How difficult is it to be a blogger in Saudi Arabia?  Not so hard, it turns out.  According to “Saudi Jeans,” the nom de plume for 25-year-old Ahmed Al-Omran, many topics can be discussed by the more than 10,000 bloggers in Saudi Arabia without facing reprisals from local authorities.

“I avoid writing about the royal family,” he told a video conference with American bloggers last week.  Otherwise, quite a number of political and social topics can be discussed.

Saudi government media watchers do occasionally try to block certain views, but without much success.  “They can’t control the media any more but they don’t seem to realize it.  Whatever gets censored gets on the Internet a few hours later,” Al-Omran says.

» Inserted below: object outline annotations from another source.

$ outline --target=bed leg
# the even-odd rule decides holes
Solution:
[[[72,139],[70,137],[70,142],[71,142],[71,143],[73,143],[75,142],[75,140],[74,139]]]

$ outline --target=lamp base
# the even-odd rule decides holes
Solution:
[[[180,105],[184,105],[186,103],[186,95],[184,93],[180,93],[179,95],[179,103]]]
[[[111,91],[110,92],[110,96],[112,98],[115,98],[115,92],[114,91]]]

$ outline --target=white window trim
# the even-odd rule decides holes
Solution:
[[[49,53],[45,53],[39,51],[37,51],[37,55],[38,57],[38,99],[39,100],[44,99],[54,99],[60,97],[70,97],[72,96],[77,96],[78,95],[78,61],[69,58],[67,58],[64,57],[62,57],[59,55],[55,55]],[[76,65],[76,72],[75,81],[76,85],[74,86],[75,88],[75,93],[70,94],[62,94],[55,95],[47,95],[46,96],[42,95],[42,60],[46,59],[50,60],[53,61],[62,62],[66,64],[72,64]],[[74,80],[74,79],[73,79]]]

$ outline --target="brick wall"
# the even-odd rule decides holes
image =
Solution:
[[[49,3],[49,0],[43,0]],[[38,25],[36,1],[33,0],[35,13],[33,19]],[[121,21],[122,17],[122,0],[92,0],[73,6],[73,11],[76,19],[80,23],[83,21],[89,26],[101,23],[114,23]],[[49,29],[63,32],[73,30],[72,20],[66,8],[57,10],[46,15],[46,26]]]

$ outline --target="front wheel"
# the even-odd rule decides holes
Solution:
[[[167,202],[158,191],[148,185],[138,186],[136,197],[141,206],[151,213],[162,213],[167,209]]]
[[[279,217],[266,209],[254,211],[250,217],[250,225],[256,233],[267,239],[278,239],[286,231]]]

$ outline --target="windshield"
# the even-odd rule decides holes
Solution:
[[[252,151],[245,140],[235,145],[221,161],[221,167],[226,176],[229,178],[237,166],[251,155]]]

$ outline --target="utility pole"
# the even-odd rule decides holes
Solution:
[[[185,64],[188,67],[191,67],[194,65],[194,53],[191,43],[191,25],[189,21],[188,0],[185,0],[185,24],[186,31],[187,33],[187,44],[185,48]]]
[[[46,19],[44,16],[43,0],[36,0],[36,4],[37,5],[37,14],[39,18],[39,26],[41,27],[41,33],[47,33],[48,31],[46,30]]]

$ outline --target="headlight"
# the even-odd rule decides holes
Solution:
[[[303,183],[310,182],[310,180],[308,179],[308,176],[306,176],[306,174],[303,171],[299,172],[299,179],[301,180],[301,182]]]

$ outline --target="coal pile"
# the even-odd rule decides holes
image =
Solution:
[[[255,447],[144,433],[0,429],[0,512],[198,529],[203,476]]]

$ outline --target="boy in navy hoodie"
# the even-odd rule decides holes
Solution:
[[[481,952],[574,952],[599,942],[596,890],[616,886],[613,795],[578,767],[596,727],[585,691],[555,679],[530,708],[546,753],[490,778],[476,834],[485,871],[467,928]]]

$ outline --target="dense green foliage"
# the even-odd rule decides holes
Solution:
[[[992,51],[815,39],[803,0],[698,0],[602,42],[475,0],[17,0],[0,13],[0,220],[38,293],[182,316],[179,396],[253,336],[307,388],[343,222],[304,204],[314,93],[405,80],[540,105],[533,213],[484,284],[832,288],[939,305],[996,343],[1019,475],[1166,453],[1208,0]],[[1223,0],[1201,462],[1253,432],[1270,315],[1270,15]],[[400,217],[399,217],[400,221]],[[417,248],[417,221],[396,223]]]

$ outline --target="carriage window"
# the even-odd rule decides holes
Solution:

“Saudi Jeans” is widely read – about 30-50,000 page views per month, in English.  Ahmed also writes a separate blog in Arabic, but the content is different.  (Al Jazeera in English is also quite different in content — more liberal — than in Arabic.  In the same way, Saudi bloggers writing in English feel less constrained than when they write in Arabic.)

We asked “Saudi Jeans” how the political protests in Iran affected expression on the other side of the Persian Gulf.   “For one thing, public demonstrations are not allowed in Saudi Arabia,” says Al-Omran, so the very idea of demonstrations taking place in Iran was quite important.   “When we saw the importance of Twitter in Iran we began to apply it here (in Saudi Arabia) as well, but authorities began blocking it,” he says.

“What do we do when we want to protest publicly?  We go to the Internet and start a campaign online,” says Saudi Jeans.  Eventually, the blogosphere over Saudi Arabia may get more crowded and more free.  It is not the same as an entirely free media environment, but it’s a start.